The press statement is long on virtue and altruism but its real purpose is to inform you, members of the public, of an impending increase in the price of shopping with effect from July 1, 2007.
Finally, the retailers have mustered the guts and decided to do what rational businessmen do when input costs rise due to exogenous factors.
The retailers, being the smart businessmen that they are, simply waited for the furore caused by new plastic bag regulations to settle before passing on the costs of the new regulations onto consumers.
They just figured out that the environmental road show had sipped its last wine glass and was busy touting its "judge me- on- my -good -intentions- not -outcomes' buzz elsewhere.
Just as night follows day, the costs of wacky environmentalism, will be passed on to the consumer shortly. 
From July 1, 2007, a shopping trip to your favourite grocer will cost you between fifteen and twenty-five thebe for the 12 litre and 14 litre bags respectively. The costs are inclusive of VAT!

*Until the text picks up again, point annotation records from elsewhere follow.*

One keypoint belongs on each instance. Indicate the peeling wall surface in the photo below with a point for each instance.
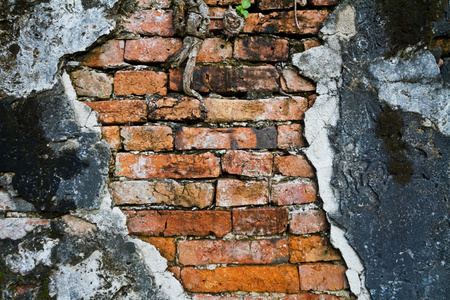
(378, 137)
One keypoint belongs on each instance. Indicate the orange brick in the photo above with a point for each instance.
(288, 193)
(309, 221)
(226, 79)
(112, 136)
(293, 165)
(261, 48)
(142, 138)
(151, 22)
(140, 83)
(151, 50)
(187, 138)
(273, 109)
(290, 137)
(264, 221)
(139, 166)
(166, 246)
(170, 192)
(279, 279)
(202, 252)
(247, 163)
(110, 54)
(215, 50)
(322, 277)
(120, 112)
(291, 82)
(233, 192)
(88, 83)
(283, 22)
(311, 249)
(177, 222)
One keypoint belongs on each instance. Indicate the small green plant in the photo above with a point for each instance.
(242, 9)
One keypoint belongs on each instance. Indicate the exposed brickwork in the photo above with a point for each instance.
(221, 187)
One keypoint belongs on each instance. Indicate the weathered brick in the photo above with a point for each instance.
(322, 277)
(177, 222)
(291, 82)
(261, 48)
(140, 83)
(225, 79)
(142, 138)
(293, 165)
(170, 192)
(324, 2)
(139, 166)
(225, 138)
(283, 22)
(151, 22)
(89, 83)
(233, 192)
(202, 252)
(247, 163)
(151, 50)
(110, 54)
(264, 221)
(165, 245)
(214, 50)
(273, 109)
(290, 137)
(112, 135)
(309, 221)
(311, 249)
(173, 109)
(293, 192)
(120, 112)
(277, 279)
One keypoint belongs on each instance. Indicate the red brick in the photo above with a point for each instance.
(89, 83)
(187, 138)
(139, 166)
(247, 163)
(324, 2)
(142, 138)
(226, 79)
(112, 136)
(273, 109)
(277, 279)
(289, 193)
(233, 192)
(291, 82)
(261, 48)
(175, 109)
(293, 165)
(215, 50)
(264, 221)
(166, 246)
(283, 22)
(202, 252)
(151, 50)
(151, 22)
(309, 221)
(311, 249)
(177, 222)
(110, 54)
(140, 83)
(169, 192)
(290, 137)
(322, 277)
(120, 112)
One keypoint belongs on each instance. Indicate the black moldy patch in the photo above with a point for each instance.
(51, 159)
(410, 22)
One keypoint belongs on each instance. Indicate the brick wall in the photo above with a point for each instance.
(225, 193)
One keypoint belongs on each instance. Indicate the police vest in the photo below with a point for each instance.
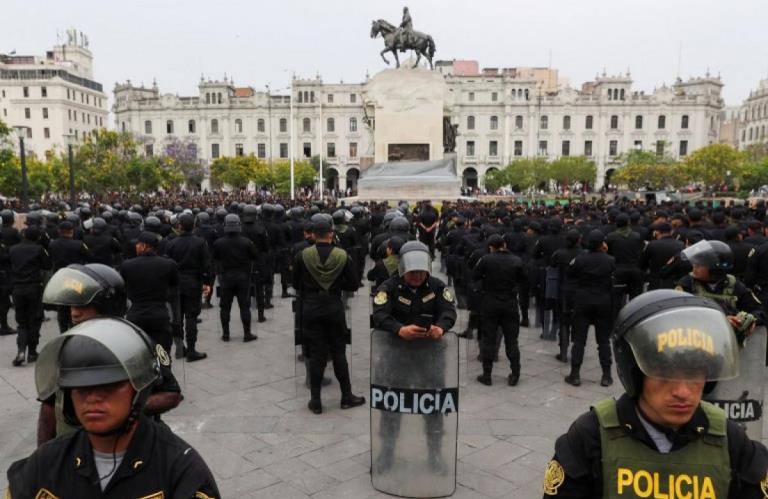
(700, 470)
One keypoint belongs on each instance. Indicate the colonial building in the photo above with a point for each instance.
(502, 114)
(53, 96)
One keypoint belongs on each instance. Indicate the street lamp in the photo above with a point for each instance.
(21, 131)
(70, 139)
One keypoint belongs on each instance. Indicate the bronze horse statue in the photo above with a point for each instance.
(422, 44)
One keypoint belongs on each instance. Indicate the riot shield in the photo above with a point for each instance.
(742, 398)
(414, 414)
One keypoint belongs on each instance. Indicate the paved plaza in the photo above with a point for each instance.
(245, 412)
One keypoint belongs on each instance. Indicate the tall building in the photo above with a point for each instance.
(502, 114)
(53, 96)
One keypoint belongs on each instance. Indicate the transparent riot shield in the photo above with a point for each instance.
(742, 398)
(414, 414)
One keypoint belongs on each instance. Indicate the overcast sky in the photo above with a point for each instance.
(257, 41)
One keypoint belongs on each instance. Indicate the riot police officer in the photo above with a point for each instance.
(106, 369)
(659, 439)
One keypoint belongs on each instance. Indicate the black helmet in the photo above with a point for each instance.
(673, 335)
(93, 284)
(232, 223)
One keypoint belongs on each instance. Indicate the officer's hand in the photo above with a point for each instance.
(412, 332)
(435, 332)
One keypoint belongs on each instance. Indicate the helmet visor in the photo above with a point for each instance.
(71, 287)
(704, 349)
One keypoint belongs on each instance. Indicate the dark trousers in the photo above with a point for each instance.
(230, 289)
(28, 301)
(601, 316)
(500, 313)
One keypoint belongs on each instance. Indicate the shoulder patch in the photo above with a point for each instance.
(162, 355)
(554, 477)
(380, 298)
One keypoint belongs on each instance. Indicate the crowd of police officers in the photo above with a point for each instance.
(571, 266)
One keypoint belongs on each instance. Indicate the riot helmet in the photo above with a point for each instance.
(673, 335)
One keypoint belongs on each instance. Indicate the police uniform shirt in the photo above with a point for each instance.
(396, 304)
(157, 465)
(576, 468)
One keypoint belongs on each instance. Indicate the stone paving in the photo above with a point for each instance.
(245, 412)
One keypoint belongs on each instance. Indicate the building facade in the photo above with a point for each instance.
(502, 115)
(54, 97)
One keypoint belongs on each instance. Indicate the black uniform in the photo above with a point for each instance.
(156, 463)
(151, 281)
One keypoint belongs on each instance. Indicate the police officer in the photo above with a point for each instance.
(500, 273)
(321, 273)
(90, 291)
(414, 306)
(28, 261)
(659, 439)
(191, 254)
(152, 281)
(234, 256)
(593, 273)
(106, 369)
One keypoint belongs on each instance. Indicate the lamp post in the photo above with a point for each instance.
(21, 130)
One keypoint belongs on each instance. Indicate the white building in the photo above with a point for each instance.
(53, 96)
(503, 114)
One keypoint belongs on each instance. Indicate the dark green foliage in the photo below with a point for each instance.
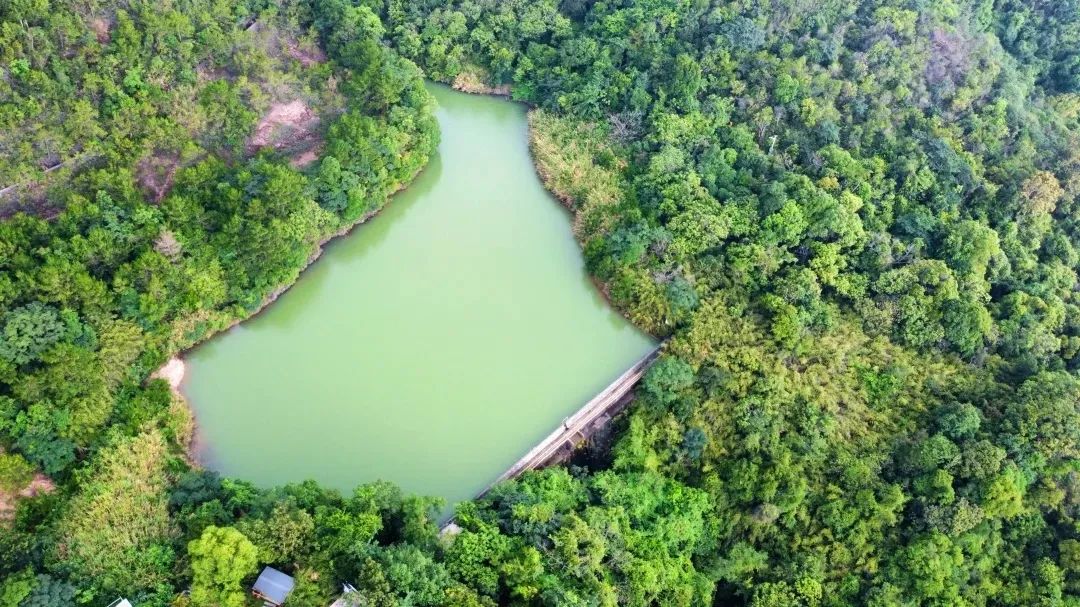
(856, 221)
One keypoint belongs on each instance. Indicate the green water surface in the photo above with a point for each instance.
(433, 346)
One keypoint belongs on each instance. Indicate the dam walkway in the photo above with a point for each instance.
(575, 430)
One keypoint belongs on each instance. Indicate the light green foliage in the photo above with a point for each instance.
(117, 535)
(15, 472)
(856, 220)
(28, 332)
(220, 560)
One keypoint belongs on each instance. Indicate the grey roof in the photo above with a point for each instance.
(273, 585)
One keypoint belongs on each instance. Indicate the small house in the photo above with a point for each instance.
(345, 601)
(272, 587)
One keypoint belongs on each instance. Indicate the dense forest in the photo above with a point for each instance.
(858, 224)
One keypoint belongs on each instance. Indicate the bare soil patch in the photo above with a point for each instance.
(292, 127)
(100, 28)
(40, 484)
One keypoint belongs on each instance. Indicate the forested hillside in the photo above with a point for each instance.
(855, 220)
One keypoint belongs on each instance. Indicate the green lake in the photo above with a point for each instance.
(433, 346)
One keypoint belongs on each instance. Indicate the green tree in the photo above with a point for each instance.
(220, 558)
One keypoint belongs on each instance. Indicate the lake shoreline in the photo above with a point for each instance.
(174, 371)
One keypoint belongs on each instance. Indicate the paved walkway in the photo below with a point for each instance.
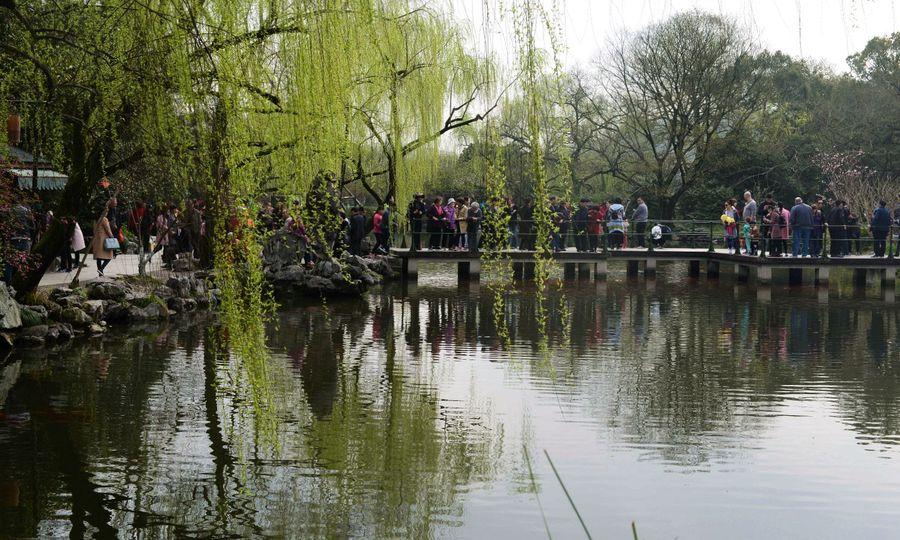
(120, 266)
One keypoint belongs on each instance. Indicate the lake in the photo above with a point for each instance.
(693, 409)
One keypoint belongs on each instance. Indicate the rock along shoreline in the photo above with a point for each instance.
(50, 317)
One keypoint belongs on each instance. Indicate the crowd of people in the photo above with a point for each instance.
(750, 228)
(771, 227)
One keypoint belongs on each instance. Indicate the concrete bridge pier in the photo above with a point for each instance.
(694, 268)
(528, 271)
(518, 271)
(469, 270)
(889, 278)
(409, 270)
(584, 270)
(632, 268)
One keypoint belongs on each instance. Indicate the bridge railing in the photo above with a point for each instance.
(764, 240)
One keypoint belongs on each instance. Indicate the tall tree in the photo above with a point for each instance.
(675, 89)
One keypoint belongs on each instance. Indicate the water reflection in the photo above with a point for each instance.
(403, 415)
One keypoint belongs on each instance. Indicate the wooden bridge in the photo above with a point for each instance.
(643, 261)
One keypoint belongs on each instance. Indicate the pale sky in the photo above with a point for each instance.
(821, 30)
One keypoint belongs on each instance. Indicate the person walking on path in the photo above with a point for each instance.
(101, 249)
(880, 225)
(801, 219)
(640, 216)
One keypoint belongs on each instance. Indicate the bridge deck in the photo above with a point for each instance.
(666, 254)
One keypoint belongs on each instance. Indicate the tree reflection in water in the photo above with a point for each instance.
(391, 413)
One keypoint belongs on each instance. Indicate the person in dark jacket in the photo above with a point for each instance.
(357, 230)
(880, 225)
(580, 223)
(415, 213)
(435, 218)
(526, 226)
(801, 226)
(474, 218)
(837, 229)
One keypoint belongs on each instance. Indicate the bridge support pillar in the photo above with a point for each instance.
(528, 270)
(694, 268)
(584, 270)
(409, 269)
(518, 271)
(469, 271)
(632, 268)
(889, 278)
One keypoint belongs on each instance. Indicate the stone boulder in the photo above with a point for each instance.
(10, 314)
(76, 317)
(116, 312)
(95, 308)
(59, 332)
(33, 315)
(283, 249)
(182, 305)
(153, 311)
(107, 290)
(32, 336)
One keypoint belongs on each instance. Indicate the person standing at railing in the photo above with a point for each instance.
(854, 233)
(772, 223)
(449, 238)
(880, 225)
(462, 223)
(526, 226)
(640, 216)
(801, 223)
(818, 230)
(580, 225)
(729, 219)
(837, 229)
(415, 213)
(435, 218)
(512, 211)
(750, 207)
(594, 227)
(475, 216)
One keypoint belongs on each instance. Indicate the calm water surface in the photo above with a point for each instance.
(694, 409)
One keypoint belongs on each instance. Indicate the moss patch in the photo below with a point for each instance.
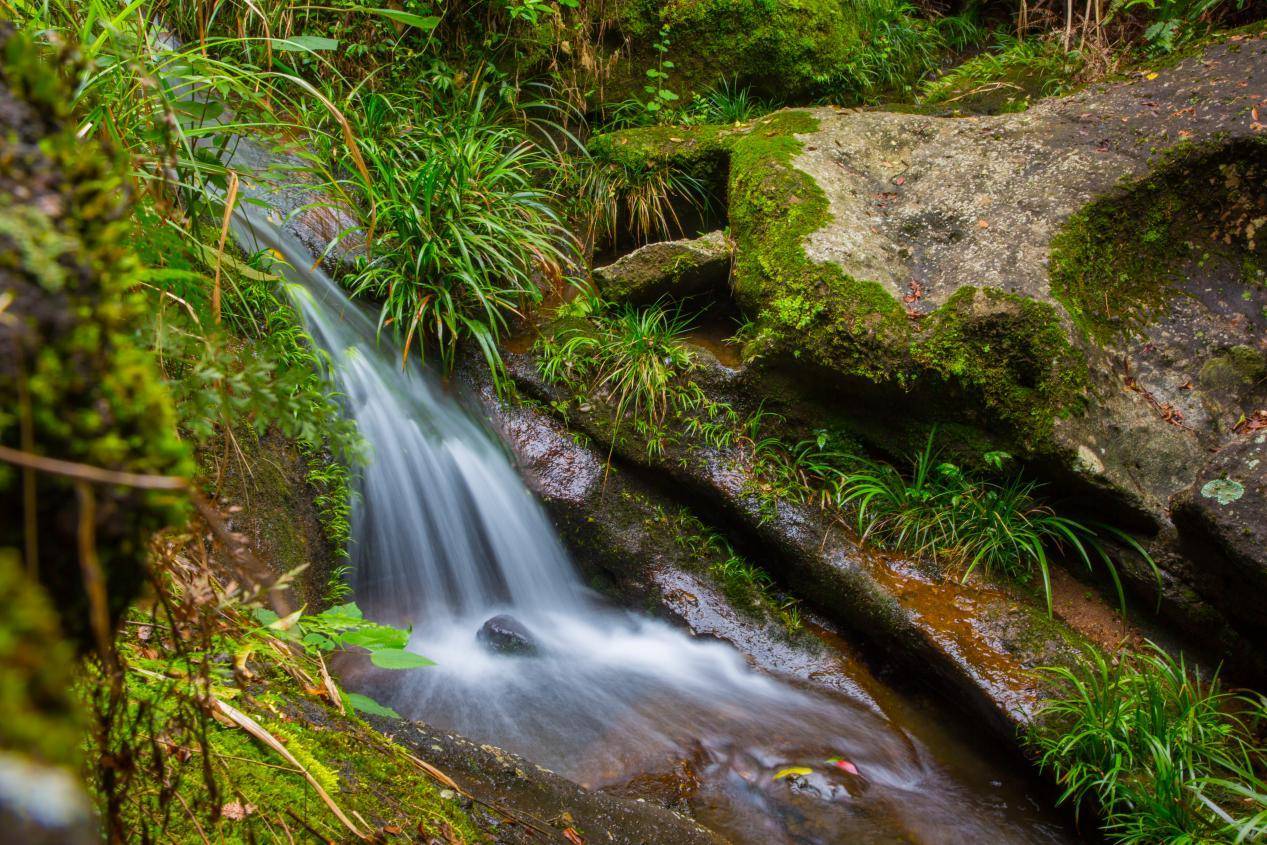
(74, 373)
(1118, 265)
(38, 713)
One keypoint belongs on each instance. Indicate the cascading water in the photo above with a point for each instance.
(445, 536)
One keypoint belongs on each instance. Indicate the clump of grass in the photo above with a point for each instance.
(611, 199)
(748, 585)
(1166, 755)
(1009, 72)
(631, 357)
(464, 235)
(1000, 526)
(726, 103)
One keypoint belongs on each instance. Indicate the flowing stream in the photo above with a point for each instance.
(446, 536)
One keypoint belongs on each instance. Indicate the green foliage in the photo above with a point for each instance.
(610, 199)
(940, 509)
(342, 627)
(1166, 755)
(749, 587)
(461, 227)
(896, 50)
(629, 357)
(1005, 76)
(1171, 23)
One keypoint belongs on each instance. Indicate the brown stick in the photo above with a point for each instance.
(229, 202)
(94, 579)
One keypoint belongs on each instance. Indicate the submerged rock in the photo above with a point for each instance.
(507, 635)
(675, 269)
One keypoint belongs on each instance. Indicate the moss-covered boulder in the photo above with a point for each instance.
(1081, 285)
(677, 269)
(75, 381)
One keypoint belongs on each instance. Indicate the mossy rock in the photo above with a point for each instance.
(75, 381)
(1081, 285)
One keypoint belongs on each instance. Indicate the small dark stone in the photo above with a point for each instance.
(507, 635)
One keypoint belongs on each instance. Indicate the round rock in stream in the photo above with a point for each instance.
(507, 635)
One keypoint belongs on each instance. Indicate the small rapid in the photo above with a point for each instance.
(445, 536)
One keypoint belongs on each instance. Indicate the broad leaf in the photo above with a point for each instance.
(368, 705)
(398, 659)
(303, 43)
(420, 22)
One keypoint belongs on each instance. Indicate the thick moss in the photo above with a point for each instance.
(1009, 352)
(1119, 264)
(71, 364)
(38, 713)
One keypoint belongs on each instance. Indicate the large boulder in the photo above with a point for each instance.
(74, 381)
(677, 269)
(1083, 285)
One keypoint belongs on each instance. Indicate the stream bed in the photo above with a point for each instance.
(446, 536)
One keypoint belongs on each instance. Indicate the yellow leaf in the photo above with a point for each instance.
(792, 772)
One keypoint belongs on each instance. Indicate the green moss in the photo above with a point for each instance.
(1011, 351)
(1233, 369)
(257, 792)
(38, 715)
(91, 393)
(1119, 264)
(1006, 351)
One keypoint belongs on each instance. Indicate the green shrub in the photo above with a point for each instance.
(464, 233)
(1166, 756)
(940, 509)
(631, 357)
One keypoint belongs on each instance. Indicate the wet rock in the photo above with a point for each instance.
(677, 269)
(1225, 512)
(1082, 285)
(507, 635)
(546, 800)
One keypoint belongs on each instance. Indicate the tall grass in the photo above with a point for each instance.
(1166, 755)
(631, 357)
(464, 231)
(1000, 526)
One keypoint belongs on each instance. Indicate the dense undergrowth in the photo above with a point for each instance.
(1166, 754)
(636, 365)
(473, 200)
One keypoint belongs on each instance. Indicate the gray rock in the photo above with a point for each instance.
(1225, 513)
(677, 269)
(507, 635)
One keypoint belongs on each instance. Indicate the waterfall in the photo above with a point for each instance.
(445, 535)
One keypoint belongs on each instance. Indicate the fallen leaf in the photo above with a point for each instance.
(844, 765)
(792, 772)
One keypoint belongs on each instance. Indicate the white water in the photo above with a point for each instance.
(445, 536)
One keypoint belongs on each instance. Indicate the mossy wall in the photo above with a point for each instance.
(75, 380)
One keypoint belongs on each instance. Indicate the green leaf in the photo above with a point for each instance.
(376, 637)
(420, 22)
(368, 705)
(398, 659)
(303, 43)
(792, 772)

By the way, the retailers indicate in their press release, that they believe in offering you choice.
To some extent they are right. You can choose to buy either the 15 or 25 thebe bag. Because the bags are reusable, they think you have yet another choice to use the same bag on your next shopping excursion.
But all that is delusional. The high-end shopper will not have time for "reusing" plastic bags because he has more weighty matters to think about! The low-income shopper will find it cumbersome to carry back plastic bags to the grocer. After all he goes shopping by the notorious combi. Even if he carries the reusable plastic bag, that may mean the small matter of carrying these bags to the grocer via the workplace.
As the new costs of shopping kick in, members will be tempted to take out their frustration on retailers. That would be akin to barking at the wrong tree. Retailers cannot run businesses in which they pay plastic bag suppliers but then give out the same bags for free. 
Of course the retailers, could simply have introduced the new prices by stealth. The fact that they reflect the cost of plastic bags, as a stand-alone time is helpful because it brings the costs of environmentalism to the fore.
That we now have to pay additional tax to use environmentally friendly bags would be hilarious were it not damaging the very cause of tree hugging. Now the environmental lobby needs to show its commitment to the poor in deeds not words. How, for instance, does saddling the poor with additional tax lift them out of poverty?
Until we appreciate that clean environment follows economic growth, we will continue to formulate self-defeating environmental regulations.
The Chinese have consummately grasped this reality. In the midst of last week's G8 summit in Rostock, China was adamant that it would not adopt any environmental regulations that harm economic growth.
The Chinese realise that without economic opportunity and growth, you cannot lift people out of poverty. Similarly, we should dispense with political correctness and get real. The sooner, the better.